Dubbed as one of the most beautiful Spanish cities, San Sebastian is a quaint and naturally beautiful beachtown. Located in northern Basque country, the charming city is made up of a series of beaches linked together by well-designed boulevards as well as an ecclectic city center. With easy access between the beach and the old quarters, you can hop from one end to another soaking in all that San Sebastian has to offer within a few days. Due to its northernly location, it’s best to visit San Sebastian from Barcelona or on your way to France. There are plenty of things to do in San Sebastian, so it’s best to set aside at least 3 days to explore the city thoroughly.

Day 1:

Most travelers base themselves in the Parte Vieja (Old Town), where most San Sebastian hostels are located. Home to the world-famous pintxos San Sebastian has built up quite a reputation for itself as a culinary hub in Spain. Whether you’re on a tight budget or a luxury trip, food in San Sebastian will not disappoint.

Start off the afternoon by heading out for some some pinxtos (pronounced “pinchos” in the Basque dialect) in the Old Town. Pinxtos in San Sebastian are a cut above those serves elsewhere in Spain. Delicacies like foie gras, octopus, and lobster often make appearances and are served in two bite portions for just a euro or two each. The street of Calle 31 de Agosto is home to some of the best tapas bars in the city, including La Cuchara de San Telmo. The chef here trained with Ferran Adriá (chef at “The Best Restaurant in the World”, El Bulli) and puts a haute cuisine spin on many of his dishes, elevating them from simple bar snacks to small bites of culinary heaven. Wash the food down with the local Basque Sidra (cider), for the perfect San Sebastian meal.

Day 2:

The next day, let’s head out for a walk in the Old Town.
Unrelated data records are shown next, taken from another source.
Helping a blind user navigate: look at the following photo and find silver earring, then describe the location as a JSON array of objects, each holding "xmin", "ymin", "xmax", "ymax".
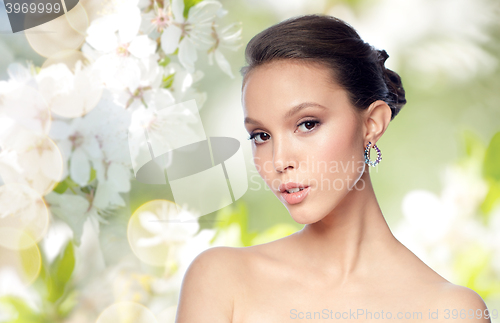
[{"xmin": 364, "ymin": 141, "xmax": 381, "ymax": 167}]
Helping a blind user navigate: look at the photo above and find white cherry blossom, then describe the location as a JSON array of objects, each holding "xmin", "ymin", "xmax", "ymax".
[
  {"xmin": 85, "ymin": 0, "xmax": 157, "ymax": 93},
  {"xmin": 160, "ymin": 0, "xmax": 223, "ymax": 72},
  {"xmin": 92, "ymin": 162, "xmax": 131, "ymax": 209},
  {"xmin": 36, "ymin": 61, "xmax": 103, "ymax": 118},
  {"xmin": 49, "ymin": 90, "xmax": 132, "ymax": 186},
  {"xmin": 44, "ymin": 191, "xmax": 104, "ymax": 246},
  {"xmin": 207, "ymin": 21, "xmax": 243, "ymax": 78}
]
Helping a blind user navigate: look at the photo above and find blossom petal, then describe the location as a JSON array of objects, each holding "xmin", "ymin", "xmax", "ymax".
[
  {"xmin": 118, "ymin": 5, "xmax": 141, "ymax": 43},
  {"xmin": 86, "ymin": 15, "xmax": 120, "ymax": 52},
  {"xmin": 57, "ymin": 140, "xmax": 71, "ymax": 180},
  {"xmin": 172, "ymin": 0, "xmax": 185, "ymax": 22},
  {"xmin": 41, "ymin": 148, "xmax": 63, "ymax": 182},
  {"xmin": 45, "ymin": 192, "xmax": 90, "ymax": 246},
  {"xmin": 187, "ymin": 1, "xmax": 222, "ymax": 24},
  {"xmin": 70, "ymin": 147, "xmax": 90, "ymax": 186},
  {"xmin": 109, "ymin": 191, "xmax": 125, "ymax": 207},
  {"xmin": 48, "ymin": 121, "xmax": 72, "ymax": 141},
  {"xmin": 92, "ymin": 181, "xmax": 112, "ymax": 209},
  {"xmin": 128, "ymin": 35, "xmax": 157, "ymax": 58},
  {"xmin": 83, "ymin": 136, "xmax": 102, "ymax": 159},
  {"xmin": 216, "ymin": 7, "xmax": 228, "ymax": 18},
  {"xmin": 6, "ymin": 62, "xmax": 32, "ymax": 84},
  {"xmin": 152, "ymin": 88, "xmax": 176, "ymax": 111},
  {"xmin": 108, "ymin": 163, "xmax": 131, "ymax": 192},
  {"xmin": 160, "ymin": 25, "xmax": 183, "ymax": 54},
  {"xmin": 207, "ymin": 51, "xmax": 214, "ymax": 66},
  {"xmin": 178, "ymin": 37, "xmax": 197, "ymax": 73},
  {"xmin": 93, "ymin": 55, "xmax": 141, "ymax": 92},
  {"xmin": 219, "ymin": 22, "xmax": 243, "ymax": 44},
  {"xmin": 214, "ymin": 49, "xmax": 233, "ymax": 78}
]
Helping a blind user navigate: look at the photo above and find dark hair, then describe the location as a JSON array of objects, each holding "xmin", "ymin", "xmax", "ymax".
[{"xmin": 240, "ymin": 14, "xmax": 406, "ymax": 121}]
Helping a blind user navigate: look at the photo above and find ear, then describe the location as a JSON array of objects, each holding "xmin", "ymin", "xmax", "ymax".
[{"xmin": 362, "ymin": 100, "xmax": 391, "ymax": 146}]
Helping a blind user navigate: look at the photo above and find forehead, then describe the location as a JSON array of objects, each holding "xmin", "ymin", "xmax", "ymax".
[{"xmin": 242, "ymin": 60, "xmax": 345, "ymax": 117}]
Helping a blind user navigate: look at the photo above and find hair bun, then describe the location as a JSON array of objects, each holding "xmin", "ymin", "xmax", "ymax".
[
  {"xmin": 377, "ymin": 49, "xmax": 389, "ymax": 65},
  {"xmin": 376, "ymin": 49, "xmax": 406, "ymax": 120}
]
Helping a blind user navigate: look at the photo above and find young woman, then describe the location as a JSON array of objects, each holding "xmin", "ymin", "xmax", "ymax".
[{"xmin": 175, "ymin": 14, "xmax": 491, "ymax": 323}]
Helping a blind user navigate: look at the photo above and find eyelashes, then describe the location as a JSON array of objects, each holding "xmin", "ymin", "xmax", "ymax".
[
  {"xmin": 247, "ymin": 119, "xmax": 321, "ymax": 145},
  {"xmin": 247, "ymin": 132, "xmax": 269, "ymax": 144},
  {"xmin": 297, "ymin": 119, "xmax": 320, "ymax": 133}
]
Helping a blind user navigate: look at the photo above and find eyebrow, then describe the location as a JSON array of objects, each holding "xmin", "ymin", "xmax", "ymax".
[{"xmin": 244, "ymin": 102, "xmax": 327, "ymax": 126}]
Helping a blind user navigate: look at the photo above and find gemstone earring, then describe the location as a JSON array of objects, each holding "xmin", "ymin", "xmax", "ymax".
[{"xmin": 364, "ymin": 141, "xmax": 382, "ymax": 167}]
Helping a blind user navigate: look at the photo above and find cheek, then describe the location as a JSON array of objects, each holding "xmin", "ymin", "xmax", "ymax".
[
  {"xmin": 253, "ymin": 152, "xmax": 275, "ymax": 188},
  {"xmin": 307, "ymin": 124, "xmax": 364, "ymax": 190}
]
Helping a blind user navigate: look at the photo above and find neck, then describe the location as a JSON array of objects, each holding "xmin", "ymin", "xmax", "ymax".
[{"xmin": 295, "ymin": 169, "xmax": 397, "ymax": 283}]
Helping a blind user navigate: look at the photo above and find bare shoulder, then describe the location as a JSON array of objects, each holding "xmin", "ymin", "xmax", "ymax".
[
  {"xmin": 175, "ymin": 246, "xmax": 244, "ymax": 323},
  {"xmin": 184, "ymin": 245, "xmax": 244, "ymax": 274},
  {"xmin": 435, "ymin": 283, "xmax": 488, "ymax": 308},
  {"xmin": 430, "ymin": 283, "xmax": 491, "ymax": 322}
]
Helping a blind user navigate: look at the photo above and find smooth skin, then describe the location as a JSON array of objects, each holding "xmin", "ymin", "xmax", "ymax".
[{"xmin": 175, "ymin": 60, "xmax": 491, "ymax": 323}]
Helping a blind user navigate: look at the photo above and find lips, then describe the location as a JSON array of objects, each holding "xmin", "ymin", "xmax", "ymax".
[
  {"xmin": 278, "ymin": 182, "xmax": 309, "ymax": 194},
  {"xmin": 279, "ymin": 182, "xmax": 311, "ymax": 205}
]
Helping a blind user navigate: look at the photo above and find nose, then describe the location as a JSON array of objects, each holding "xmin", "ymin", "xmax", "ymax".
[
  {"xmin": 273, "ymin": 138, "xmax": 296, "ymax": 173},
  {"xmin": 274, "ymin": 161, "xmax": 294, "ymax": 173}
]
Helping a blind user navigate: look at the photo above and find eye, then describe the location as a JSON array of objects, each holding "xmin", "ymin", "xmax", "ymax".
[
  {"xmin": 297, "ymin": 119, "xmax": 320, "ymax": 133},
  {"xmin": 248, "ymin": 132, "xmax": 270, "ymax": 145}
]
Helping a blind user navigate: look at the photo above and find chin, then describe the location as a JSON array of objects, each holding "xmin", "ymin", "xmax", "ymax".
[
  {"xmin": 293, "ymin": 218, "xmax": 320, "ymax": 225},
  {"xmin": 288, "ymin": 211, "xmax": 323, "ymax": 225}
]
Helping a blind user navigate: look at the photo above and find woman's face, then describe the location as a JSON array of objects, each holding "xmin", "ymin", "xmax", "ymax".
[{"xmin": 242, "ymin": 60, "xmax": 368, "ymax": 224}]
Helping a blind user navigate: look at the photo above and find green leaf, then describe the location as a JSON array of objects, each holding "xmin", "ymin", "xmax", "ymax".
[
  {"xmin": 0, "ymin": 295, "xmax": 40, "ymax": 322},
  {"xmin": 57, "ymin": 290, "xmax": 79, "ymax": 317},
  {"xmin": 45, "ymin": 269, "xmax": 60, "ymax": 303},
  {"xmin": 159, "ymin": 56, "xmax": 171, "ymax": 67},
  {"xmin": 183, "ymin": 0, "xmax": 204, "ymax": 18},
  {"xmin": 480, "ymin": 180, "xmax": 500, "ymax": 220},
  {"xmin": 65, "ymin": 176, "xmax": 79, "ymax": 188},
  {"xmin": 80, "ymin": 186, "xmax": 92, "ymax": 194},
  {"xmin": 46, "ymin": 241, "xmax": 75, "ymax": 303},
  {"xmin": 53, "ymin": 241, "xmax": 75, "ymax": 284},
  {"xmin": 479, "ymin": 131, "xmax": 500, "ymax": 220},
  {"xmin": 53, "ymin": 181, "xmax": 68, "ymax": 194},
  {"xmin": 161, "ymin": 73, "xmax": 175, "ymax": 89},
  {"xmin": 462, "ymin": 129, "xmax": 485, "ymax": 158},
  {"xmin": 53, "ymin": 176, "xmax": 80, "ymax": 194},
  {"xmin": 483, "ymin": 131, "xmax": 500, "ymax": 182},
  {"xmin": 89, "ymin": 168, "xmax": 96, "ymax": 183}
]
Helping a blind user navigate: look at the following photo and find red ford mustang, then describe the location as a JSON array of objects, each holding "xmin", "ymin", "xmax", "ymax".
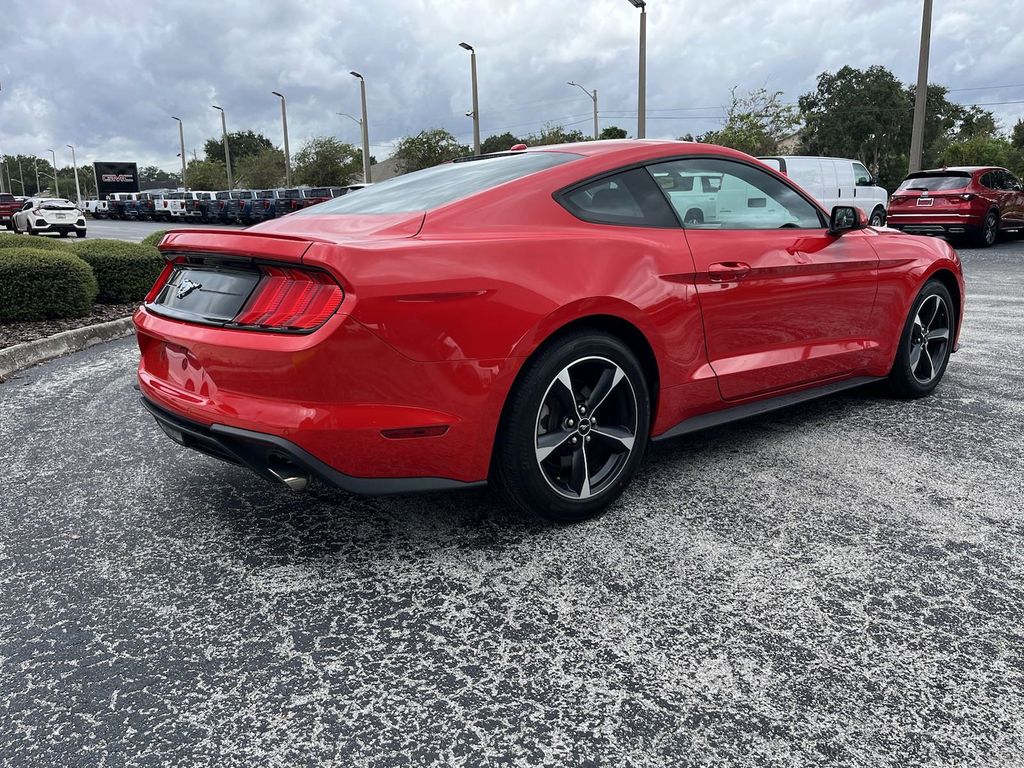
[{"xmin": 135, "ymin": 141, "xmax": 965, "ymax": 522}]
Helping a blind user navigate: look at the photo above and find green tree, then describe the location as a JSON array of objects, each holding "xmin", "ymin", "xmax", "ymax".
[
  {"xmin": 937, "ymin": 135, "xmax": 1024, "ymax": 174},
  {"xmin": 699, "ymin": 87, "xmax": 799, "ymax": 156},
  {"xmin": 481, "ymin": 132, "xmax": 522, "ymax": 154},
  {"xmin": 203, "ymin": 130, "xmax": 275, "ymax": 165},
  {"xmin": 236, "ymin": 147, "xmax": 286, "ymax": 189},
  {"xmin": 523, "ymin": 124, "xmax": 588, "ymax": 146},
  {"xmin": 599, "ymin": 126, "xmax": 628, "ymax": 140},
  {"xmin": 1010, "ymin": 119, "xmax": 1024, "ymax": 150},
  {"xmin": 393, "ymin": 129, "xmax": 470, "ymax": 173},
  {"xmin": 139, "ymin": 166, "xmax": 181, "ymax": 186},
  {"xmin": 293, "ymin": 137, "xmax": 361, "ymax": 186},
  {"xmin": 185, "ymin": 159, "xmax": 228, "ymax": 190}
]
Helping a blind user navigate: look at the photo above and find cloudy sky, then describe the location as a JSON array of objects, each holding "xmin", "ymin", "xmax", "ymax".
[{"xmin": 1, "ymin": 0, "xmax": 1022, "ymax": 172}]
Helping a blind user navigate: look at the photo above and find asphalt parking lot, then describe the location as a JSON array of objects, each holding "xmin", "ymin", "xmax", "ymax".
[
  {"xmin": 2, "ymin": 238, "xmax": 1023, "ymax": 766},
  {"xmin": 84, "ymin": 218, "xmax": 241, "ymax": 242}
]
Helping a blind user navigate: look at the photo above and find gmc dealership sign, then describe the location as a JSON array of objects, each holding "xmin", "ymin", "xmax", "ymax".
[{"xmin": 93, "ymin": 162, "xmax": 139, "ymax": 198}]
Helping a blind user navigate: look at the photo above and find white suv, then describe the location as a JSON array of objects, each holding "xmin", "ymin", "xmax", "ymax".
[
  {"xmin": 759, "ymin": 156, "xmax": 889, "ymax": 226},
  {"xmin": 12, "ymin": 198, "xmax": 88, "ymax": 238}
]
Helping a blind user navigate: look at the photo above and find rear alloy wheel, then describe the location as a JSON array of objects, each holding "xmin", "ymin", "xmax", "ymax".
[
  {"xmin": 888, "ymin": 280, "xmax": 954, "ymax": 398},
  {"xmin": 869, "ymin": 208, "xmax": 886, "ymax": 227},
  {"xmin": 975, "ymin": 210, "xmax": 999, "ymax": 248},
  {"xmin": 494, "ymin": 332, "xmax": 650, "ymax": 523}
]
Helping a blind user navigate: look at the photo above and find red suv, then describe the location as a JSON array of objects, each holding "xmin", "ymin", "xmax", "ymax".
[{"xmin": 887, "ymin": 166, "xmax": 1024, "ymax": 247}]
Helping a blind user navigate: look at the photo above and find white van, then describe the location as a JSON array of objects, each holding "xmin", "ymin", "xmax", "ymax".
[{"xmin": 759, "ymin": 156, "xmax": 889, "ymax": 226}]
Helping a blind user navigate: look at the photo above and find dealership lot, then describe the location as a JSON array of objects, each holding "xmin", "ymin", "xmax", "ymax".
[{"xmin": 1, "ymin": 239, "xmax": 1022, "ymax": 765}]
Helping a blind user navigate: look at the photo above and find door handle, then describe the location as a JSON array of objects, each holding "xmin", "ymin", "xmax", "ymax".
[{"xmin": 708, "ymin": 261, "xmax": 751, "ymax": 282}]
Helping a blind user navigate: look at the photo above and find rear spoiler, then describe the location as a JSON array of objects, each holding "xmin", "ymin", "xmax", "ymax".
[{"xmin": 157, "ymin": 229, "xmax": 332, "ymax": 263}]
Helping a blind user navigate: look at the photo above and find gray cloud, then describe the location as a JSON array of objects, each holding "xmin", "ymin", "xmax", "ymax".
[{"xmin": 1, "ymin": 0, "xmax": 1022, "ymax": 172}]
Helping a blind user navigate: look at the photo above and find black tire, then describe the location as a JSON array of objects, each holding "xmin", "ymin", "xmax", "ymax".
[
  {"xmin": 28, "ymin": 229, "xmax": 37, "ymax": 236},
  {"xmin": 869, "ymin": 207, "xmax": 886, "ymax": 227},
  {"xmin": 974, "ymin": 209, "xmax": 999, "ymax": 248},
  {"xmin": 684, "ymin": 208, "xmax": 704, "ymax": 225},
  {"xmin": 887, "ymin": 279, "xmax": 955, "ymax": 399},
  {"xmin": 76, "ymin": 230, "xmax": 86, "ymax": 238},
  {"xmin": 493, "ymin": 331, "xmax": 651, "ymax": 523},
  {"xmin": 59, "ymin": 231, "xmax": 68, "ymax": 238}
]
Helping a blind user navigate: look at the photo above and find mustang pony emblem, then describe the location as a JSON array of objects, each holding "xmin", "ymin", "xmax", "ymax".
[{"xmin": 176, "ymin": 279, "xmax": 203, "ymax": 300}]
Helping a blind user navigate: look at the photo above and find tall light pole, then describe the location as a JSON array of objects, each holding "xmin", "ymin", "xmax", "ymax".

The first attraction to visit is the Ayuntamiento de San Sebastian. Built in the latter half of the 19th century, the San Sebastián Town Hall offers visitors a nice glance at the culture, history, and traditions of this ancient La Concha Bay town. Tours are by appointment only. We then continue on to the Bibiloteca Municipal, the city’s main library. Completed in the 1830′s, this pillared, sandstone building stands in the Plaza de la Constitución and is a beautiful example of Tuscan architecture. At one time, San Sebastián’s bullfights were held in the shadow of the Biblioteca Municipal, and the residents of the surrounding buildings rented out their balconies to spectators.

In the afternoon, head out to the Barrio de la Marina. Located next to Hondarriba, this is one of the oldest areas in San Sebastián. You’ll find an interesting mix of historic buildings, including the Magdalena church. Some of the city’s more noteworthy restaurants and shops are located here as well. Nearby, you’ll also the find the Casa Consistorial de Hondarriba, the Hondarribia Town Hall which dates back to the middle of the 18th century. This baroque building is located on the Calle Mayor.

Day 3:

Whether rain or shine, there’s no better place to be in San Sebastian than on one of the city’s beaches. Less than a 10-minute walk from the outskirts of the city, Playa de la Concha is the main and most popular beach in the center of the bay. Stake out a square of sand and enjoy the sun and sea. Pick up rental kayaks on the slightly smaller Playa de Ondarreta or head to Playa de la Zurriola to surf some great waves (you can also rent boogie boards or take surfing lessons here). All three beaches are connected by a series of promenades where locals and visitors walk hand-in-hand or bike and rollerblade.